I was recently reading the comment section on a post about how Scott Adams of Dilbert fame wrote hateful things because I’d heard elsewhere on the internet that he’d made more of an ass of himself in the comment sections and I am a sucker for controversy. Come on, it’s the internet – we all are. Anyways, while I was reading the huge comments section, I happened across this one. Now, I agree with the author of this comment that gendered curse words, and especially the prevalence of curse words that disparage women and women’s anatomy are a problem(and one that it’s very easy in our culture to contribute to unthinkingly), but her comeback kind of bothers me.
Obviously, this isn’t the first time I’ve seen this personification of vaginas. I mean come on, this sort of description was used in The Vagina Monologues. I really dislike this. It’s one thing to work towards normalising the idea that hey, women have vaginas, but that doesn’t make them any different or license anyone to sexualise them because we are all people(and work on getting rid of the use of it as a swear). It’s another to personify it. “My ‘pussy’ is strong and assertive…,” “My vagina’s furious and it needs to talk.”* What do these even mean? Talk about defining yourself through your genitals.

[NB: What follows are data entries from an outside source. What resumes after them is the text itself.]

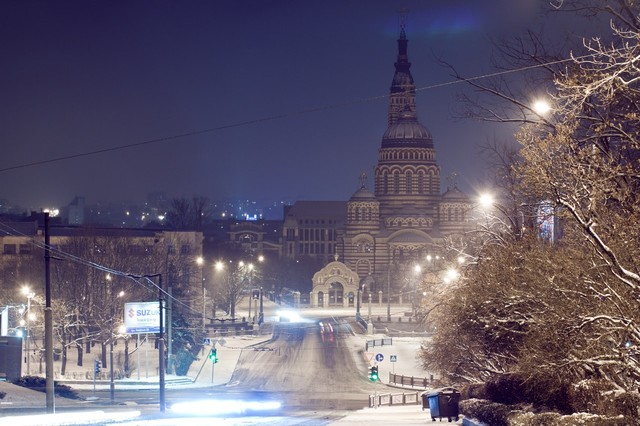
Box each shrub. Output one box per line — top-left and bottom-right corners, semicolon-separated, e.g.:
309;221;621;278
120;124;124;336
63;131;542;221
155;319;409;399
460;399;516;426
509;412;634;426
460;383;489;399
12;376;81;399
571;380;640;419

So let’s get one thing straight. I have a vagina. My vagina does not have an Ariana. My vagina does not have a brain, and it does not have emotions. To say it does plays into centuries of people saying that women were not as good because being a woman(i.e. having a vagina and breasts and all of the rest) impairs rational thought and makes us hysterical. And seriously, no one looks rational when they try to personify their genitals, and I have seen both men and women do it. Yeah it’s an interesting comeback, but you’re not going win anyone over with it, or make them feel guilty. They, and people like me who agree with the general sentiment, are going to look at it, say “what the fuck,” and, if you’re really lucky, write a blog post about it.
-3 minutes left.
*Ensler, Eve, and Dramatists Play. The vagina monologues. Dramatist, 2000. Print.
Unfortunately, I don’t have a physical copy of the play on me, and I retrieved the quote from a website that didn’t mention page numbers, so I couldn’t cite them. It’s from the “My Angry Vagina” monologue.